Cette décision apporte un éclairage intéressant quant à la notion de « déni de justice » en y posant des limites (I) tout en appréciant l’anormalité de la longueur du délai de l’instruction (II).

I. Les limites du déni de justice

Le TGI de Paris, après avoir constaté que l’Association a pu exercer toutes les voies de recours dont elle disposait, estime qu’il ne lui appartient pas de statuer sur l’analyse du dossier telle qu’elle a été effectuée tant par le ministère public que par le juge d’instruction. L’appréciation du déni de justice ne saurait donc porter sur le fond de la procédure et la manière dont a été menée l’instruction.
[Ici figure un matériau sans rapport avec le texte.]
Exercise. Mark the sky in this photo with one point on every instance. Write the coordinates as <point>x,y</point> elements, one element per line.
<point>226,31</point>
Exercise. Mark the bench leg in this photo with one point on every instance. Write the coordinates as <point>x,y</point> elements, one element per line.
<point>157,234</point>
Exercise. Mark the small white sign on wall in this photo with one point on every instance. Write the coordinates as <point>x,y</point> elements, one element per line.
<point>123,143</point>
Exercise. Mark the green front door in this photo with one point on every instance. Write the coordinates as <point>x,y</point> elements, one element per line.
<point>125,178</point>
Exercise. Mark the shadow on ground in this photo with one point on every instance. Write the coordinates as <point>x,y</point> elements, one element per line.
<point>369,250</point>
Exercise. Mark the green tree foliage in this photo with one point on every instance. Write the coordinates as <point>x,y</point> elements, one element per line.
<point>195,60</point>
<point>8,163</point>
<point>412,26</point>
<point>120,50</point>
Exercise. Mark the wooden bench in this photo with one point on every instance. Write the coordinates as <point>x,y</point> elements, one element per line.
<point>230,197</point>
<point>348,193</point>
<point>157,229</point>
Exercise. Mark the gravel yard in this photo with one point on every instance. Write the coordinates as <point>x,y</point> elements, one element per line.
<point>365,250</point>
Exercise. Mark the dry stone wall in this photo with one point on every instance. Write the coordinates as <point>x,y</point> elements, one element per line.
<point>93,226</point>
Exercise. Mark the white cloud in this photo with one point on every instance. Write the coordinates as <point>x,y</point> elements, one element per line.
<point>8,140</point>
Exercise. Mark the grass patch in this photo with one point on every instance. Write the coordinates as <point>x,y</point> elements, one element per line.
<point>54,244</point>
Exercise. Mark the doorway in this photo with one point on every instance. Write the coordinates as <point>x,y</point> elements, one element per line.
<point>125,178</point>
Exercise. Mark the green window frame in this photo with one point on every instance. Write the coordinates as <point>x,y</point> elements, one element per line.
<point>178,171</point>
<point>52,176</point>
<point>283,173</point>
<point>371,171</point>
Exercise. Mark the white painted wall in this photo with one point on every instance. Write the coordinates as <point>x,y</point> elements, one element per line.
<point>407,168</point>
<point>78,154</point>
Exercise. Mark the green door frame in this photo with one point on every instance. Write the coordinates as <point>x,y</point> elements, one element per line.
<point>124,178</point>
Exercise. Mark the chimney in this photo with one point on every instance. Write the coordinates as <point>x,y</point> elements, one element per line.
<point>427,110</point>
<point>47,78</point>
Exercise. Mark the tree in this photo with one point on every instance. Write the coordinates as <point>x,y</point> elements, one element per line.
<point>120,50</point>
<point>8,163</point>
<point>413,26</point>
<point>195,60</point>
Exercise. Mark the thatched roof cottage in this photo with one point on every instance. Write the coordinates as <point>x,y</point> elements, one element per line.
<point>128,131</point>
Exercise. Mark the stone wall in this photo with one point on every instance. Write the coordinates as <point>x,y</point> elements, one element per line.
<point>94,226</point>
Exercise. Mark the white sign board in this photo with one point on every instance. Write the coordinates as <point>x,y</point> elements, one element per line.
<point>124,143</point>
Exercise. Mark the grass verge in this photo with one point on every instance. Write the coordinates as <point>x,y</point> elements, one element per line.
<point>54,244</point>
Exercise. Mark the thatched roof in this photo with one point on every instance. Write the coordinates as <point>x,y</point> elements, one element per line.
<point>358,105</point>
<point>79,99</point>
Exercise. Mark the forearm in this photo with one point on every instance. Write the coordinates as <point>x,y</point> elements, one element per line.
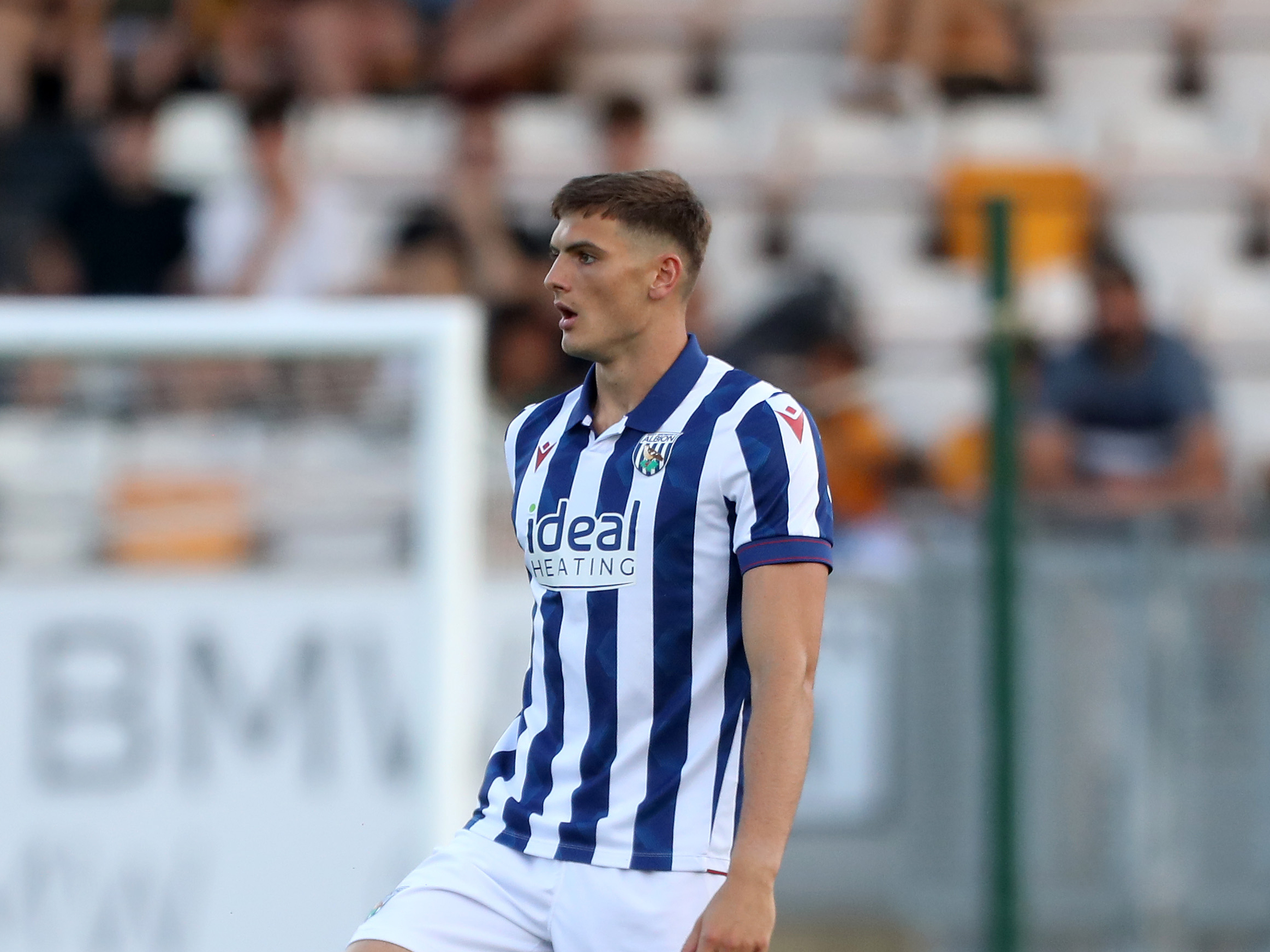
<point>776,751</point>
Est également écarté l’argument relatif à l’absence de coopération judiciaire avec les autorités égyptiennes, l’Association ayant fait grief aux différents services de l’Etat d’avoir été dans l’incapacité d’obtenir des autorités égyptiennes la coopération judiciaire élémentaire, notamment le retour des commissions rogatoires qui n’ont pas été exécutées ou l’audition des témoins.
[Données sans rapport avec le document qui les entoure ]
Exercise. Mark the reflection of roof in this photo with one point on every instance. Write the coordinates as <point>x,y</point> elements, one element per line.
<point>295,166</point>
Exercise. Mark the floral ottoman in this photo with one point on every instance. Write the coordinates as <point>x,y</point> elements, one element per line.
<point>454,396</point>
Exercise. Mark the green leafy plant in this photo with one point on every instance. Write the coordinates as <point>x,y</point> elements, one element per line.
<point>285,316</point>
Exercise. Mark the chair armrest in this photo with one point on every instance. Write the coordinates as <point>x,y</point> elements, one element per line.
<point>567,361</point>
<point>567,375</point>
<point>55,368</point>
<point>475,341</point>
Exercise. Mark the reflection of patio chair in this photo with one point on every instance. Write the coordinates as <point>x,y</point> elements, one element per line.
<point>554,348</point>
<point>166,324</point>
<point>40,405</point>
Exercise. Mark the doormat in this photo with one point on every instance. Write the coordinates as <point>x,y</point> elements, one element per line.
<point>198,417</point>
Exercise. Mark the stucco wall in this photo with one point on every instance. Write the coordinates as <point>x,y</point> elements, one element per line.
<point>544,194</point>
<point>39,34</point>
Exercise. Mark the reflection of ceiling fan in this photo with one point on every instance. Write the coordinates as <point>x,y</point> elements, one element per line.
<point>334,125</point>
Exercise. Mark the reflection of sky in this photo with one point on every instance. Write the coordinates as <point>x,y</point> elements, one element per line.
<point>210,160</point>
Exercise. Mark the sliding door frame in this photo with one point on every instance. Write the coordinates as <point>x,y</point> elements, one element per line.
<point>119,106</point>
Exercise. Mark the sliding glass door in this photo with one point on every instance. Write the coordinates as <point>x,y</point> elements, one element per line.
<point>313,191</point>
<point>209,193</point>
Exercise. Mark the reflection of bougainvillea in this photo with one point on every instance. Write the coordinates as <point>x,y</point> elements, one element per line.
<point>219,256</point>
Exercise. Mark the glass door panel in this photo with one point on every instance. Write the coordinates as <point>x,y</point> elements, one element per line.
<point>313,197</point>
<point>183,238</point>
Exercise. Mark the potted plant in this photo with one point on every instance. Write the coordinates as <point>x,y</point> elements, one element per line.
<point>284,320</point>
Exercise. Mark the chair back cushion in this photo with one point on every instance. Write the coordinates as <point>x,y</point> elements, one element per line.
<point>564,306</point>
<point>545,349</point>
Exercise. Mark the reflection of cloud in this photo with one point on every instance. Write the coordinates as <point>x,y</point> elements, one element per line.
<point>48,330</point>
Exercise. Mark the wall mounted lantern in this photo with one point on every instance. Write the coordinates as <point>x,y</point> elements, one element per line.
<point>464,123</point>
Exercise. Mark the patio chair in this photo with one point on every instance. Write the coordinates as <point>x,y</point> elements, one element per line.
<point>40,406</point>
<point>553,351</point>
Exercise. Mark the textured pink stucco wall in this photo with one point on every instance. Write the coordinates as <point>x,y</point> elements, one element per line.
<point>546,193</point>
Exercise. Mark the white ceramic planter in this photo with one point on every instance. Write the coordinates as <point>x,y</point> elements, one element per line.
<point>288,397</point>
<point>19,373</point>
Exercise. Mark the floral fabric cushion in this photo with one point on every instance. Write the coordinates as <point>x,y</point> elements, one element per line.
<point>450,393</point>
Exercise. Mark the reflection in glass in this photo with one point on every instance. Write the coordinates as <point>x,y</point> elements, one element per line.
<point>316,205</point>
Il ne fait pas de doute que l’absence de ces pièces essentielles a pu fragiliser l’instruction menée en France mais il ne saurait pour autant être reproché aux magistrats de n’avoir pu obtenir leur communication. Ainsi que le souligne le tribunal, il n’appartient pas aux juges d’instruction de gérer les relations internationales, les relations diplomatiques échappant à leur maîtrise.

Les éléments d’extranéité sont sources de difficultés quant à l’analyse même d’un dossier mais également quant au délai de la réponse judiciaire. Le TGI de Paris estime néanmoins que ce dernier aurait pu être moins long.
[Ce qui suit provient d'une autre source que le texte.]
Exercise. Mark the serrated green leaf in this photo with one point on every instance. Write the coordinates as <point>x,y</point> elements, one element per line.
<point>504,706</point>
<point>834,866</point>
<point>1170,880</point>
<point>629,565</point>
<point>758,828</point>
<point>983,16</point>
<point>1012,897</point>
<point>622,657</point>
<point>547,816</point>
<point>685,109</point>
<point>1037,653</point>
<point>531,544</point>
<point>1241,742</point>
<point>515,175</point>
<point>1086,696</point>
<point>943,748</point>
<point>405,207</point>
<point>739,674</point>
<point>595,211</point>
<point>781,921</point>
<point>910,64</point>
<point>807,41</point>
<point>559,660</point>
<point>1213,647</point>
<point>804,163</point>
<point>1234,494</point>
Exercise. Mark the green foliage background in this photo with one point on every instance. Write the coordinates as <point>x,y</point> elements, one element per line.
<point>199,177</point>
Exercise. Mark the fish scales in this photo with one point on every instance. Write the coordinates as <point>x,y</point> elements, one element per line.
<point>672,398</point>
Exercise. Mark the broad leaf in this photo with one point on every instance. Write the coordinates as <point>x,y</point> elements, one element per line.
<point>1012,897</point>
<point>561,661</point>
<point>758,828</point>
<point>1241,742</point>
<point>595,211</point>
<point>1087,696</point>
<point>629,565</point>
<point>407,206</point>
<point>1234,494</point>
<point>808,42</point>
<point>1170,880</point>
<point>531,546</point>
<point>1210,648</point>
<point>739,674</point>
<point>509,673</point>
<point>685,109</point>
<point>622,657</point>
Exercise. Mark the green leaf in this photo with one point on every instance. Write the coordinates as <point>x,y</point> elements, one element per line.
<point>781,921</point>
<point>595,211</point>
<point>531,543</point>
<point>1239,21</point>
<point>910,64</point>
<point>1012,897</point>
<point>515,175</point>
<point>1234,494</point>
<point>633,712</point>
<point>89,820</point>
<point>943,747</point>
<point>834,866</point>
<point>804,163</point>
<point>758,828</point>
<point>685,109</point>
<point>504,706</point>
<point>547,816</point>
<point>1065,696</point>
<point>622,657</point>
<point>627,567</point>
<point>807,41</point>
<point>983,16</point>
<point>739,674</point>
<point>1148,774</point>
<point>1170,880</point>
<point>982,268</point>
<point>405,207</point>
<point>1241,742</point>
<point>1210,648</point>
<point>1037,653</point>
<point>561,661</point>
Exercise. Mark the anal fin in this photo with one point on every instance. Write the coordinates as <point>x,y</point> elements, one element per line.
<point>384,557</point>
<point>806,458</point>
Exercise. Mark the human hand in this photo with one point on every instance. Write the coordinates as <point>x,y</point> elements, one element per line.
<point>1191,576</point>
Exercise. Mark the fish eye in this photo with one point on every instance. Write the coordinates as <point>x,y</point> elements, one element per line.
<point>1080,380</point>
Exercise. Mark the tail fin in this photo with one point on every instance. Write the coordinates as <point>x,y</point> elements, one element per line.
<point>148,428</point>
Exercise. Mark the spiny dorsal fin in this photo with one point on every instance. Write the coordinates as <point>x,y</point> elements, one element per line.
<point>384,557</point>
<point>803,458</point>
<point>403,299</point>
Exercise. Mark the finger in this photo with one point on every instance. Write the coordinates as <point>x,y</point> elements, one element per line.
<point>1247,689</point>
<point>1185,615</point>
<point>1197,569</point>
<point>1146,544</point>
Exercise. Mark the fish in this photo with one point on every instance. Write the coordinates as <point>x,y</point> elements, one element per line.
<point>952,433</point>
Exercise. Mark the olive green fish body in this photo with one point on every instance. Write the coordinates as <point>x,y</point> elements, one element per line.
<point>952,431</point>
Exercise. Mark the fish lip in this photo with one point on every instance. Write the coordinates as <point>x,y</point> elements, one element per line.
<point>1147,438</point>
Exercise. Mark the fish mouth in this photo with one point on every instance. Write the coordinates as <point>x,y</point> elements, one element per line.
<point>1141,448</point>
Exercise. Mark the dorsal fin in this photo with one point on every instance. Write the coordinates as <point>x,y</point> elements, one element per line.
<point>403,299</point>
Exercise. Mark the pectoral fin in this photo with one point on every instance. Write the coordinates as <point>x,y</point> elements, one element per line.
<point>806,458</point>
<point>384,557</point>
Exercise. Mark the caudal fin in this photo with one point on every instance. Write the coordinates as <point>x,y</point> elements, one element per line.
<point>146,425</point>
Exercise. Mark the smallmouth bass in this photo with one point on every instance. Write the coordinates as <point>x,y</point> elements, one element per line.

II. Le délai non raisonnable de l’instruction

Pour le tribunal de grande instance de Paris, statuer dans un délai anormal équivaut à un déni de justice (TGI Paris (1re ch.), 5 novembre 1997, D. 1998, note M.-A. Frison-Roche ; Y Strickler, Procédure civile, 7e éd.,  année 2017-2018, Bruylant, collection Paradigme, n° 29). L’anormalité du délai ne correspond cependant pas à une durée définie du délai mais s’apprécie in concreto. La longueur d’une procédure d’information, quelle qu’elle soit, n’excède pas un délai raisonnable lorsqu’elle est justifiée par le caractère exceptionnel du dossier au regard de son ampleur, de sa complexité et de sa technicité (Cf. par ex. Civ. 1ère, 13 sept. 2017, n° 16-22.673, D. 16 oct. 2017 qui tient compte également de la dimension internationale de l’affaire et d’enjeux de santé publique).

En matière de crash aérien, le cas de l’accident du Mont Sainte-Odile est souvent cité comme exemple d’une procédure exceptionnellement longue. Alors que l’avion s’était écrasé le 20 janvier 1992, la relaxe des prévenus prononcée le 6 novembre 2006 avait été confirmée par la cour d’appel de Colmar par un arrêt en date du 14 novembre 2008, soit quatorze ans après les faits. L’association ECHO regroupant des familles de victimes avait recherché la responsabilité de l’Etat sur le fondement de l’article L. 141-1 du code de l’organisation judiciaire. La demande avait été rejetée et le bien-fondé de ce rejet confirmé par Cour de cassation (Civ. 1er, 23 fév. 2011, n° 09-71.164) car «  à aucun moment la procédure pénale n’est restée en souffrance sans qu’aucune diligence ne soit accomplie », la multiplication des expertises ayant été indispensable en raison de la complexité de l’affaire.

Ce même raisonnement est tenu pour le crash de Charm-El-Cheikh, le tribunal constatant que dès l’ouverture de l’instruction une expertise technique a été confiée à un collège de cinq experts qui a rendu son rapport quatre ans plus tard. Ces quatre années sont justifiées par la complexité du dossier et des investigations, les experts ayant dû se rendre deux fois en Egypte. Les investigations menées par le juge d’instruction recouvrent 37 tomes de procédure.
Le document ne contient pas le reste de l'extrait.